それでも踏み止まる弱さが、自分にはある。
「この前の朝、和樹さんの部屋に呼ばれた時、僕はちゃんと言ったよ。ディンゴが了也さんじゃなくなるなら、兄の処に帰りたいですって」
思いもよらない話を聞かされ、洸の覚悟を知る。
不安は霧散してゆき、ベッドでぐったりしてる彼を抱きすくめた。
パーティ仕様で作務衣ではない洸の洋服を、全て脱がせる。
そして自分が身に着けている衣類も、乱暴に脱ぎ捨てた。
「洸、心配させて悪かった」
そう言って彼の指を、俺の形変えた股間へと導く。
身体の変化で情愛を伝える為に。
「俺も、洸とセックスしたいよ。
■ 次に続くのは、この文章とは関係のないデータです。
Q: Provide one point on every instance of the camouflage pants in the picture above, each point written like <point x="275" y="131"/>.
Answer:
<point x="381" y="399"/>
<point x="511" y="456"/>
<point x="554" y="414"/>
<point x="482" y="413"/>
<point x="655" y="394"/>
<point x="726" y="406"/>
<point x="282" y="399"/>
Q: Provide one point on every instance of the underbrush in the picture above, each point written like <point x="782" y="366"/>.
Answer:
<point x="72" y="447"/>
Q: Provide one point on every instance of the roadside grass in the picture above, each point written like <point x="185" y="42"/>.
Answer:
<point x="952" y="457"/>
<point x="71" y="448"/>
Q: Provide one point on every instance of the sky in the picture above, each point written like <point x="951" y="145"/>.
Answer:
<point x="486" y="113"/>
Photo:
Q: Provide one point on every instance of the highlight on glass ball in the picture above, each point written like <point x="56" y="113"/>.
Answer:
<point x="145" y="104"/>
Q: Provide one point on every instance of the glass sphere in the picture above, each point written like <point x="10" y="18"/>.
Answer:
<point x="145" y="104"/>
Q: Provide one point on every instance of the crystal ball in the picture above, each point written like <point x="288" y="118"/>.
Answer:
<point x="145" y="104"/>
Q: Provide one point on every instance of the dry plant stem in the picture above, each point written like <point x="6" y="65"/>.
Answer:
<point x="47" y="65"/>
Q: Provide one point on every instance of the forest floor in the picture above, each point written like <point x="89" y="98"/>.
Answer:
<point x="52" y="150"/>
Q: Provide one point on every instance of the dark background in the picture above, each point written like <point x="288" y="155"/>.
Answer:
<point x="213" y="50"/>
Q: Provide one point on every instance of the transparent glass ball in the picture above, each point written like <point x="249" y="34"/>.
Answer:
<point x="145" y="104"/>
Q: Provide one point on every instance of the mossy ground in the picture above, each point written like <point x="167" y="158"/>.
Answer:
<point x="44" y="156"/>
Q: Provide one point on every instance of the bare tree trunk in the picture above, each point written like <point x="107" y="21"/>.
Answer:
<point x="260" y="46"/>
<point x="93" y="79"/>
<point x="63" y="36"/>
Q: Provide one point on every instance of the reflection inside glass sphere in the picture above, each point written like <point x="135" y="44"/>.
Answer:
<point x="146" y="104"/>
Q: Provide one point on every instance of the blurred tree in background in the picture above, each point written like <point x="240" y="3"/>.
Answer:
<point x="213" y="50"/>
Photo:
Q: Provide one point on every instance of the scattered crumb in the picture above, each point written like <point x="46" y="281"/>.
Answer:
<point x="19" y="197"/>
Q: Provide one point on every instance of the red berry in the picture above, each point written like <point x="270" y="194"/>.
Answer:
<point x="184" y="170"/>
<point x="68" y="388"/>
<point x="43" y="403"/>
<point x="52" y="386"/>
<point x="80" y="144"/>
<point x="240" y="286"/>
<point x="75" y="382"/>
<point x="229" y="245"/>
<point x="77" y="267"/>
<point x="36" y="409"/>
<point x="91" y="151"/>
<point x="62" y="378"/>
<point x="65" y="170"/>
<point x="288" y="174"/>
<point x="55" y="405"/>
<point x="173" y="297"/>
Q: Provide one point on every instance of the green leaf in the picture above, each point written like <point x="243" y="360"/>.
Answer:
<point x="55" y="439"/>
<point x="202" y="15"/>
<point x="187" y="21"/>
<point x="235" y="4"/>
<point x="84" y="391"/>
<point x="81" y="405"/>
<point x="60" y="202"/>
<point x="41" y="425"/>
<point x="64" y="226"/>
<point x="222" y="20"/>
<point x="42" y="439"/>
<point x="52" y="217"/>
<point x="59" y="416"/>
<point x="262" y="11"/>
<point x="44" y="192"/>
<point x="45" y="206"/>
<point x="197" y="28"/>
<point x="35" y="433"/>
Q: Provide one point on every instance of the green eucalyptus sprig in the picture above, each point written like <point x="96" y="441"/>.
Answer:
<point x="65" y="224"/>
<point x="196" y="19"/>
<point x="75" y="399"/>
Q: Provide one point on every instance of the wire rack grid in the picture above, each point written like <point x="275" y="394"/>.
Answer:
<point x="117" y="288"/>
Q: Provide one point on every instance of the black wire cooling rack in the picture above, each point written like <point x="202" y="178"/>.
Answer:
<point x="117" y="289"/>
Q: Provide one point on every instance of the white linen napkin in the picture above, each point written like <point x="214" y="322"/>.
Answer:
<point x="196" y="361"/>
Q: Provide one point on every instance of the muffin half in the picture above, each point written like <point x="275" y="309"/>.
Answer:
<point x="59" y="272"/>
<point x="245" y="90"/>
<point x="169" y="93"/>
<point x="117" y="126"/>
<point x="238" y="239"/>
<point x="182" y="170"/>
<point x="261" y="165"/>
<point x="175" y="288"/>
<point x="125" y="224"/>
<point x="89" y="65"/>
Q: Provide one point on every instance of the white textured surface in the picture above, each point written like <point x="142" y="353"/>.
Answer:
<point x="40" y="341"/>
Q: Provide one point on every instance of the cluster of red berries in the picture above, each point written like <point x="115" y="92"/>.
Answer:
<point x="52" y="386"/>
今すぐに。でもまずは一度出して少し寝ないとな」
「うん、お願い」
「あのさ。俺もう我慢できないから、一緒にしていいか?」
向かい合って横になり、二人のものを重ね合わせ、包み込むように握った。
互いの薄い皮膚が触れ合って、ドクドクと脈を感じる。
洸の息も「はぁはぁ」と乱れ興奮しているのが分かった。
握りしめた手を、上下にゆっくり動かす。
「りょ、了也さん」
その熱の籠った声を塞ぐかのように、唇を重ねる。
下唇を食み、舌を絡ませ、口内を舐めた。
洸は息継ぎをするように「あっ、あっ」と甘い呻きを漏らし続ける。
重ね合わせたものからは、どちらがこぼしたのか分からない雫が溢れ、卑猥な音を立てている。
洸の腕が俺の背中に周り、強く抱きしめてきた。
「あっ、もう、もう、出ちゃう、あっ、りょ、了也さん」
「洸、洸、いい、あっ、一緒に、一緒に、出そう」
顔を上気させて、口を半開きにし、少しのけ反るように顎を上げるから、首筋が酷く艶っぽい。
「ぁんっ」「うっ」
洸の爪が俺の背中に喰い込み、二人分の白濁が互いの腹に飛び散った。
出したばかりのトロンとした顔が可愛らしく、触れるだけのキスで何度も唇を啄む。
疲れていたのだろう。
スヤっと眠りに入った洸の身体を、ウェットティッシュで拭いてやった。
リモコンでエアコンの温度を調整し、再びベッドに入る。
裸のまま眠る洸を、同じく裸の俺が抱きしめる。
肌と肌を合わせながら、腕の中に収まる寝顔を見て、ようやく覚悟を決めた。
愛してるとか好きだとか、そんな言葉はもう必要ない。
ただただ、洸に少しでも幸せでいてほしい。
嬉しい、楽しい、美味しい、陽の感情を一つでも多く感じてもらいたい。
もしも辛いことが起こっても、一日でも早く立ち直ってほしい。
その過程に、他の誰でもなく自分が関わりたい。
可愛い顔を、イヤらしい顔を、ずっと見ていたい。
明日から冬季休暇。
洸が眼を覚ましたら、もういいと根を上げるまで何度も何度も身体を交え、言葉を使わずに想いを伝えたい。
その為には、忘年会に行った面々が吞んだくれて帰宅し「片付けは明日にしよう」と、とっとと二階に上がってくれるといい。